Reputation: 300
I have a massive list of files whose names contain a number. On the other hand, I have a list of numbers. I need to find, using PowerShell (or any other Windows resource) the list of files that contain in their names any of the numbers from the other list.
I know how to find one by one using
Get-ChildItem | Where-Object {$_.Name -like "*123*"}
But I don't know how to search by the whole list without using the -or
operator.
Upvotes: 2
Views: 1566
Reputation: 13453
As js2010's helpful answer and mklement0 mention, we can exploit the string array in the Get-ChildItem
-Path
parameter to do our filtering. These are nice quick elegant solutions and would be great solutions for limited sets of strings.
The quirk comes in with @JBourne's comment when he mentions that he has hundreds of numbers to match. When we are dealing with hundreds of names to match with hundreds of filenames, these methods will all get exponentially slower. e.g. @Vish's very easy to understand answer demonstrates this. When you have, say, 100 numbers, and 1,000 files, you perform 100 x 1,000 = 100,000 evaluations. I assume that the internal code for Get-ChildItem
will do something similar when handling string[]
arrays on the input.
If we are interested in pure performance, we can't use arrays. Arrays are efficient for storing items, and accessing indexed locations, but are terrible for random querying. What we could use is a slightly more complicated method using Regex and Hashtables. Although Hashtables are a key/value system, and in this case we don't need a "value", they are highly efficient for finding and matching and querying large numbers of keys, typically with a "O(1)" level of success. e.g. our example goes from a O(n*f) problem to an O(n) problem, we only evaluate 1 x 1,000 = 1,000 evaluations.

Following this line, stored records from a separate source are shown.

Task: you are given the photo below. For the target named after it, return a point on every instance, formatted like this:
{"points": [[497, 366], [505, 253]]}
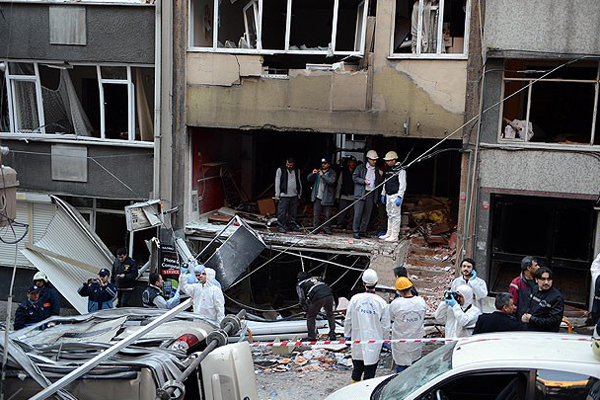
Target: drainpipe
{"points": [[156, 189]]}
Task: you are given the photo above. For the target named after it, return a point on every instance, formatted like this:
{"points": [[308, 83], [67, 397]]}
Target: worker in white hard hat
{"points": [[367, 318], [49, 300], [365, 179], [392, 195], [407, 313]]}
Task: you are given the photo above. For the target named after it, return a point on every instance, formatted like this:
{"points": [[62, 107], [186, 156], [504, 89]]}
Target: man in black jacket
{"points": [[29, 312], [501, 320], [124, 275], [100, 292], [315, 294], [546, 304]]}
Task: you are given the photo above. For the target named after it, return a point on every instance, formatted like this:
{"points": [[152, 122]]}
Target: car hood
{"points": [[357, 391]]}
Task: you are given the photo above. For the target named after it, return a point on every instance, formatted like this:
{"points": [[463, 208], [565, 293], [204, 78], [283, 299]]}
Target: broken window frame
{"points": [[529, 90], [259, 50], [40, 132], [440, 36]]}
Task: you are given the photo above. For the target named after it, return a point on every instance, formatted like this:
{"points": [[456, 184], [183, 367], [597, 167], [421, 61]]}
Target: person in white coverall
{"points": [[458, 313], [208, 298], [469, 277], [407, 313], [392, 194], [367, 318]]}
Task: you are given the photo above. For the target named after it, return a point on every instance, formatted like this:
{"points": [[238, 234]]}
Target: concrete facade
{"points": [[404, 98], [545, 26], [123, 34]]}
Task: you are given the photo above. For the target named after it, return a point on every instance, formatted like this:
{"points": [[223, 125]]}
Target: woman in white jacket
{"points": [[460, 314], [208, 298]]}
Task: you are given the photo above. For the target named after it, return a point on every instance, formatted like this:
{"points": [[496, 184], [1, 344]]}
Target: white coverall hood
{"points": [[467, 294]]}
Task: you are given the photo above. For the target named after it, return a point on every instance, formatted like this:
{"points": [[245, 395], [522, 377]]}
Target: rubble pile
{"points": [[302, 359]]}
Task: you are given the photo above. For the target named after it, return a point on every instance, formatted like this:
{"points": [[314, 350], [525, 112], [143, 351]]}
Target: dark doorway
{"points": [[560, 232]]}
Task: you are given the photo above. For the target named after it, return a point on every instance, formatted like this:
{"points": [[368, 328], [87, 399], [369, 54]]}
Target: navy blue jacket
{"points": [[99, 297], [49, 301], [28, 313]]}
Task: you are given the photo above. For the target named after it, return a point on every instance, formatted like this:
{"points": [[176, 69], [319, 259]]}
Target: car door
{"points": [[483, 385]]}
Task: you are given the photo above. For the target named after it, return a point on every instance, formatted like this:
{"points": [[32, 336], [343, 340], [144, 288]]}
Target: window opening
{"points": [[561, 108], [431, 27]]}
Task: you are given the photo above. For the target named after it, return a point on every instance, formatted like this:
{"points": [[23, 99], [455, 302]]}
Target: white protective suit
{"points": [[394, 211], [367, 318], [479, 289], [459, 320], [208, 298], [407, 316]]}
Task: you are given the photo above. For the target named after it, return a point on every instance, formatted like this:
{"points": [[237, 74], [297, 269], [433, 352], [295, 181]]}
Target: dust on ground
{"points": [[306, 373]]}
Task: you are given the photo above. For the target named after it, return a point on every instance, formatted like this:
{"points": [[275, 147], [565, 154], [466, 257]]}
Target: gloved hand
{"points": [[451, 301]]}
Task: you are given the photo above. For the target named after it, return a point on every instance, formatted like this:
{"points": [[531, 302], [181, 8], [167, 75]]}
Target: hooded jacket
{"points": [[459, 320], [208, 298]]}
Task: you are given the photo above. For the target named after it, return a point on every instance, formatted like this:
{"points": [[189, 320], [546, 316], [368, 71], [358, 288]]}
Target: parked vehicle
{"points": [[512, 366]]}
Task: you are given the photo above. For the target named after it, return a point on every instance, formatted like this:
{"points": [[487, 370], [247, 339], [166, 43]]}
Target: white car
{"points": [[498, 366]]}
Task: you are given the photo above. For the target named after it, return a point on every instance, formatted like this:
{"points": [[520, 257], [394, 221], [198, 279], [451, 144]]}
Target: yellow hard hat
{"points": [[390, 155], [403, 283]]}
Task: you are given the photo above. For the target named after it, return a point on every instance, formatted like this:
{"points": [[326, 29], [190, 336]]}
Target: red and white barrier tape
{"points": [[390, 341]]}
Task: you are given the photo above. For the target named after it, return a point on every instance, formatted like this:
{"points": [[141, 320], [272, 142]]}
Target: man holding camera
{"points": [[469, 277], [323, 193], [100, 292], [458, 312]]}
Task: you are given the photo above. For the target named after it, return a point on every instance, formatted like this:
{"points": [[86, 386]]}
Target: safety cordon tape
{"points": [[390, 341]]}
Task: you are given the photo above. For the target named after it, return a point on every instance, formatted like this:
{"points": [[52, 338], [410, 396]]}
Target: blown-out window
{"points": [[320, 27], [430, 28]]}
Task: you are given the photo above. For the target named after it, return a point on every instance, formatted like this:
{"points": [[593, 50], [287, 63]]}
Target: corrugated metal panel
{"points": [[66, 238]]}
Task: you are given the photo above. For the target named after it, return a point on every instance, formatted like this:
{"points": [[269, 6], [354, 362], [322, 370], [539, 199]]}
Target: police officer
{"points": [[124, 275], [153, 296], [100, 292], [29, 312]]}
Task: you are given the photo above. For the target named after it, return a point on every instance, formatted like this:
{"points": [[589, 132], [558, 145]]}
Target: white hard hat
{"points": [[370, 277], [390, 155], [40, 276], [372, 154]]}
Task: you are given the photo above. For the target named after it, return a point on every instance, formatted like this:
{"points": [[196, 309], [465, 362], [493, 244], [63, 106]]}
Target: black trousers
{"points": [[362, 214], [124, 297], [359, 368], [311, 315], [287, 209]]}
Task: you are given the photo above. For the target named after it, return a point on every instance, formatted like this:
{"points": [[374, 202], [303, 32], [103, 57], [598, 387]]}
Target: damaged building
{"points": [[78, 117], [259, 81], [534, 150]]}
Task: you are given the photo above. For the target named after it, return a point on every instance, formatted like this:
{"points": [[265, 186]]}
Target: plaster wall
{"points": [[550, 26], [123, 34], [407, 98], [34, 170], [547, 171]]}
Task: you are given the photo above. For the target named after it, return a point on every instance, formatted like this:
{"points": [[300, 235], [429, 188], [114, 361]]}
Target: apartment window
{"points": [[323, 27], [430, 28], [94, 101], [561, 108]]}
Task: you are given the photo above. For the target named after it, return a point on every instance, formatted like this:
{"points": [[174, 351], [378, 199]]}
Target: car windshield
{"points": [[426, 369]]}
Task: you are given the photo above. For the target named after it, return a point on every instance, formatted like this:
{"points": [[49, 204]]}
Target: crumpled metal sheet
{"points": [[232, 258]]}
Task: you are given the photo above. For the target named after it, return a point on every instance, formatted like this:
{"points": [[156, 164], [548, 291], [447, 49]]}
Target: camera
{"points": [[448, 295]]}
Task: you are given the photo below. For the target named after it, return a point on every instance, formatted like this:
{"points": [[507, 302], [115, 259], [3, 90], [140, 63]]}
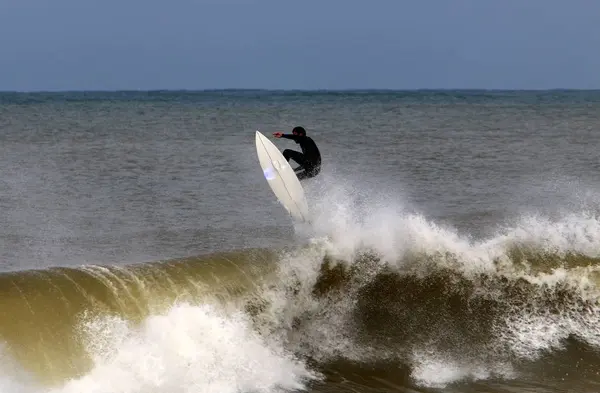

To start with, we need our list of keys:
$FileWithListOfNumbers = @"
123 = Matched file with 123
456 = Matched file with 456
789 = Matched file with 789
"@
$KeyHashtable = ConvertFrom-StringData $FileWithListOfNumbers
This will load our hashtable with a list of keys. Next, we iterate through our files and use Regex for matching our filenames:
Get-ChildItem | % {
if($_.Name -match '\D*(\d+)\D*')
{
#Filename contains a number, perform a key lookup to see if it matches
if($KeyHashtable.ContainsKey($Matches[1]))
{
Write-Host $_.Name
}
}
}
By using Regex for matching (rather than a file system provider to filter) we can use match groups to "pull" out the number. You may have to adjust the Regex based on your specific needs and file naming convention, but it is:
-match '\D*(\d+)\D*'
\D* - Match 0 or more non-digits
( - Start of capture group
\d+ - Match 1 or more digits
) - End of capture group
\D* - Match 0 or more non-digits
That number we "pull" is stored in the special $Matches
variable in the second array location $Matches[1]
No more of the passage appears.